In conjunction with a number of hospitals, Microsoft has developed a biomedical model that can read CT images
Recently, Microsoft researchers demonstrated a model called LLaVA-Med, which is mainly used in biomedical research. With the help of this model, the pathological condition of the patient can be inferred from CT, X-ray pictures, etc.
In order to train this AI model, Microsoft researchers cooperated with a number of hospitals to obtain large-scale data sets corresponding to biomedical image text, including chest X-ray, MRI, histology, pathology and CT images, etc., covering a relatively comprehensive range.

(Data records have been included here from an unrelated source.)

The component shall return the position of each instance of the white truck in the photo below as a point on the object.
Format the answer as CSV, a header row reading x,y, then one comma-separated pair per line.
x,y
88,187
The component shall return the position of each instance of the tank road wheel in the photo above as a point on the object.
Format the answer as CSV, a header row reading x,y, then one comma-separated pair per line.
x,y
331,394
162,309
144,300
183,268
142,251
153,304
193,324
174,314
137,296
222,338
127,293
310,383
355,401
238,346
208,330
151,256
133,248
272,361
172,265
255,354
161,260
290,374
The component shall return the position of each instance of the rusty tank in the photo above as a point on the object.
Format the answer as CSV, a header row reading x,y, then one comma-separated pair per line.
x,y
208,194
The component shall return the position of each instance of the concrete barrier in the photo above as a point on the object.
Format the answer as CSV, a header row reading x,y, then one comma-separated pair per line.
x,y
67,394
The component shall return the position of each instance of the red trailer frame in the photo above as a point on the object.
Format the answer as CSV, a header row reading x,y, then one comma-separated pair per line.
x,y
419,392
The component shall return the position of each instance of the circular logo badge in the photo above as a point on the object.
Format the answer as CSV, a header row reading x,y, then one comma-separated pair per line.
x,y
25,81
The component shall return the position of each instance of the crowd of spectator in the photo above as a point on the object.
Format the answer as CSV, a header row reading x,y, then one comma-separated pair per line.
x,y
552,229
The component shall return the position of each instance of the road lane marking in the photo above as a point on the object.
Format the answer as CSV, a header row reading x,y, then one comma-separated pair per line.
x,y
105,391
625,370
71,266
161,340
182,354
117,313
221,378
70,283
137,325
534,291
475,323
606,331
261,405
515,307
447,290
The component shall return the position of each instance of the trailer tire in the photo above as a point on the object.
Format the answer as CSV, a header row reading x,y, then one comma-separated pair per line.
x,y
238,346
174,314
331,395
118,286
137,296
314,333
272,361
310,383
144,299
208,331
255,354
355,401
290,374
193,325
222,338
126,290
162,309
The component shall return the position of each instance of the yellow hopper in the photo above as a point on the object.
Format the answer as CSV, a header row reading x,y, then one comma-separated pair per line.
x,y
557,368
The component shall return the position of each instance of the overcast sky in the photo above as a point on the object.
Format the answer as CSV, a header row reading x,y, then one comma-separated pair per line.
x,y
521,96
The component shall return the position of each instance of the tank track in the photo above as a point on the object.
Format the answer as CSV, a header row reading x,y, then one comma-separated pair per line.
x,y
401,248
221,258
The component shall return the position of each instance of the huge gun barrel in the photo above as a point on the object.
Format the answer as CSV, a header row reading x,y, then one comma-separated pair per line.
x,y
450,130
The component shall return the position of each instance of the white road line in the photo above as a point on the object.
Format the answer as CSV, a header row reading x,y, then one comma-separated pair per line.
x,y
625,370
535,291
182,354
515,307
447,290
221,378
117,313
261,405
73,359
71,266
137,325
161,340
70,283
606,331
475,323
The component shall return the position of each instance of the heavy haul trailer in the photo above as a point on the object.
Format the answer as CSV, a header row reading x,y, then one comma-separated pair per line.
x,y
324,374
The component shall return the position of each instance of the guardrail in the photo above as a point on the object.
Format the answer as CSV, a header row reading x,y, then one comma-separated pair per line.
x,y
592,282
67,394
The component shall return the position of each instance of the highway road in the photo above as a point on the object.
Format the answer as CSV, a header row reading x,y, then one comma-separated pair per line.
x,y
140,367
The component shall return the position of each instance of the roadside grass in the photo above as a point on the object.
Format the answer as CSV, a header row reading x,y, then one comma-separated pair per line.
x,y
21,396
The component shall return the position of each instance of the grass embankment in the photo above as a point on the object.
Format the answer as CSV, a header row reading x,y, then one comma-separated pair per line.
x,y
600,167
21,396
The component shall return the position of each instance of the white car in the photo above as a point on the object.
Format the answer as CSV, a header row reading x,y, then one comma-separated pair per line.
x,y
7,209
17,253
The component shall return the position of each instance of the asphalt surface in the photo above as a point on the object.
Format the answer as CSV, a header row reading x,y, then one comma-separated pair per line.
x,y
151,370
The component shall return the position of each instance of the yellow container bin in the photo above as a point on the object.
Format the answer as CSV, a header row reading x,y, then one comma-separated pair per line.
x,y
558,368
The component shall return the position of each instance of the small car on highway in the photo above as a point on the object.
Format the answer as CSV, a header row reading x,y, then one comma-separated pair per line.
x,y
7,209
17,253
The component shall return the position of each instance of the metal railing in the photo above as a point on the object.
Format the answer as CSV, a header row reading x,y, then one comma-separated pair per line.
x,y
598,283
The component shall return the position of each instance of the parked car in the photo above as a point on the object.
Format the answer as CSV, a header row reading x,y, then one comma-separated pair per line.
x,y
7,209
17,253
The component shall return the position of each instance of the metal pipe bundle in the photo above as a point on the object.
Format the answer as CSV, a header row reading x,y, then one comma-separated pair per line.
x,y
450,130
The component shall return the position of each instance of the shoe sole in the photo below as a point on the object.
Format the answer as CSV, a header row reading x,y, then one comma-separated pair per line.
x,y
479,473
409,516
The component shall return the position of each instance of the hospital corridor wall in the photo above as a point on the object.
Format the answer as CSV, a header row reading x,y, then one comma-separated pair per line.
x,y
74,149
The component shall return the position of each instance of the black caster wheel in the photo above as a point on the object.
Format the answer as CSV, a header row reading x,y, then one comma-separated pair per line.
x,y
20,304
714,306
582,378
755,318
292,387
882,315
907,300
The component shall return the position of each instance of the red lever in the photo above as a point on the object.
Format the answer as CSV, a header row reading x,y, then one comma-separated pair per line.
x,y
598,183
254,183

It is reported that the model finally has "excellent multimodal dialogue ability" and "LLaVA-Med is ahead of other advanced models in the industry in some indicators on three standard biomedical data sets used to answer visual questions".
Microsoft used GPT-4, based on the Vision Transformer and Vicuna language model, to train the LLaVA-Med model on eight Nvidia A100 GPUs, which contains "all the pre-analysis information for each image" to generate questions and answers about the image.
During the learning process, the model mainly revolves around describing image content and elaborating biomedical concepts. The question answering ability of this model is expected to realize the assistant vision of "answering questions about biomedical images in natural language", which will greatly improve the efficiency and scientific research level in the field of biomedical research.

However, Microsoft researchers also said that the model currently has certain shortcomings, such as the common false examples and poor accuracy of large models, and the quality and reliability of the model need to be further improved. In the future, the research team will continue to work hard to improve the performance and reliability of the LLaVA-Med model for commercial biomedical applications.